I have the following kernel
   __global__ void filter(unsigned char *image, unsigned char *out, int n, int m)
    {
        int x = blockIdx.x * blockDim.x + threadIdx.x;
        int y = blockIdx.y * blockDim.y + threadIdx.y;
        int offset = x + y * blockDim.x * gridDim.x;
        int sumx, sumy, sumz, k, l;
        __shared__ float shared[16][16];
        shared[threadIdx.x][threadIdx.y] = image[offset];
            out[offset] = shared[threadIdx.x][threadIdx.y]; 
    }
which I am calling like filter<<<dimGrid, dimBlock>>>(dev_image, dev_out, n, m);. 

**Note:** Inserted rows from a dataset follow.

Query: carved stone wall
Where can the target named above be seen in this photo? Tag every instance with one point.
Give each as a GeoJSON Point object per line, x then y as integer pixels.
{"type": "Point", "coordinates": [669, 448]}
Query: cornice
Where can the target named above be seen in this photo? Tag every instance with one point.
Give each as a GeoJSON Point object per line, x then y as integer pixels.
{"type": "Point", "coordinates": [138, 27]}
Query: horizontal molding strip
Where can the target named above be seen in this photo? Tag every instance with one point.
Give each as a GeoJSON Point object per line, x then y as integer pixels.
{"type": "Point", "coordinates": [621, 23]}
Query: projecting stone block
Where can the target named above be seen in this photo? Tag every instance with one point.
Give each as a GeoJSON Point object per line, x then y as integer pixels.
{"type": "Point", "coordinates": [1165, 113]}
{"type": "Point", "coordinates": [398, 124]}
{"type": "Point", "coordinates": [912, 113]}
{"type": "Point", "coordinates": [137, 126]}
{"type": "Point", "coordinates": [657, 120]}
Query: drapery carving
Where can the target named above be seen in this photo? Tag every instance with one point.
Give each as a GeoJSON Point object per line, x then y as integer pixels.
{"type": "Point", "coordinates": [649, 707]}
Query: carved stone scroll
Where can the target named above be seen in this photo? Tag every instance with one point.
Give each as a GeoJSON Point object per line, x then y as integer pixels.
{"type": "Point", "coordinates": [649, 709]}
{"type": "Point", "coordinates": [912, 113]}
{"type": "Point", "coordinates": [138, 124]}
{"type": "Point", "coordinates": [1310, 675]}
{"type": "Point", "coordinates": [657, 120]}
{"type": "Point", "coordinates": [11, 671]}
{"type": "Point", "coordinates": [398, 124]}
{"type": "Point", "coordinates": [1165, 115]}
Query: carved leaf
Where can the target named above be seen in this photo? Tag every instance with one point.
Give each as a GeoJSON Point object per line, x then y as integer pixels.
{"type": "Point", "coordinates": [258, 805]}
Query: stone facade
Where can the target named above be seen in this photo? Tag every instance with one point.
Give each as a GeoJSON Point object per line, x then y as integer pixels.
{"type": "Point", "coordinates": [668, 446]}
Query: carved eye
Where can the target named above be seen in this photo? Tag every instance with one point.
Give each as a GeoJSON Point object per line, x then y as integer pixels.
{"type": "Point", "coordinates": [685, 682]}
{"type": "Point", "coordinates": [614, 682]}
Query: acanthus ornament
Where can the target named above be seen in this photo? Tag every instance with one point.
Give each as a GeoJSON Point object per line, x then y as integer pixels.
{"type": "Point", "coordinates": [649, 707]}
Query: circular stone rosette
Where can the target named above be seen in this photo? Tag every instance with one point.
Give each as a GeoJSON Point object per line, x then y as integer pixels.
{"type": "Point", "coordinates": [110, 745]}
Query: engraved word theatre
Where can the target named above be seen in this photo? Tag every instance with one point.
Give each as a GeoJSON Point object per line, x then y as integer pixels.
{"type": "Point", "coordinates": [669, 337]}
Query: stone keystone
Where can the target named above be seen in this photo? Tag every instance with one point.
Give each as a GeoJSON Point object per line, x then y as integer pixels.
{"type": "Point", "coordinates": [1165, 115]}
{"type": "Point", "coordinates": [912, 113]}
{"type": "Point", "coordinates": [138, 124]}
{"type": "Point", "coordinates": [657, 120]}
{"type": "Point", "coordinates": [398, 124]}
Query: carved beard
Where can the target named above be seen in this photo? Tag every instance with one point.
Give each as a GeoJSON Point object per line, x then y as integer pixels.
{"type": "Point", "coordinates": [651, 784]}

The strange thing is that even if I comment the call to the kernel and compile, the image remain the same. Any idea why this is happening? Isn't the memory on the gpu freed?
void Draw()
{
    unsigned char *image, *out;
    int n, m;
    unsigned char *dev_image, *dev_out;
    image = readppm("maskros512.ppm", &n, &m);
    out = (unsigned char*) malloc(n*m*3);
    printf("%d %d\n",n,m );
    cudaMalloc( (void**)&dev_image, n*m*3);
    cudaMalloc( (void**)&dev_out, n*m*3);
    cudaMemcpy( dev_image, image, n*m*3, cudaMemcpyHostToDevice);
    dim3 threads( 1, 256 );
    dim3 blocks( 32, 32 );
    filter<<<blocks, threads>>>(dev_image, dev_out, n, m);
    cudaMemcpy( out, dev_out, n*m*3, cudaMemcpyDeviceToHost );
    cudaFree(dev_image);
    cudaFree(dev_out);
    glClearColor( 0.0, 0.0, 0.0, 1.0 );
    glClear( GL_COLOR_BUFFER_BIT );
    glRasterPos2f(-1, -1);
    glDrawPixels( n, m, GL_RGB, GL_UNSIGNED_BYTE, image );
    glRasterPos2i(0, -1);
    glDrawPixels( n, m, GL_RGB, GL_UNSIGNED_BYTE, out );
    glFlush();
}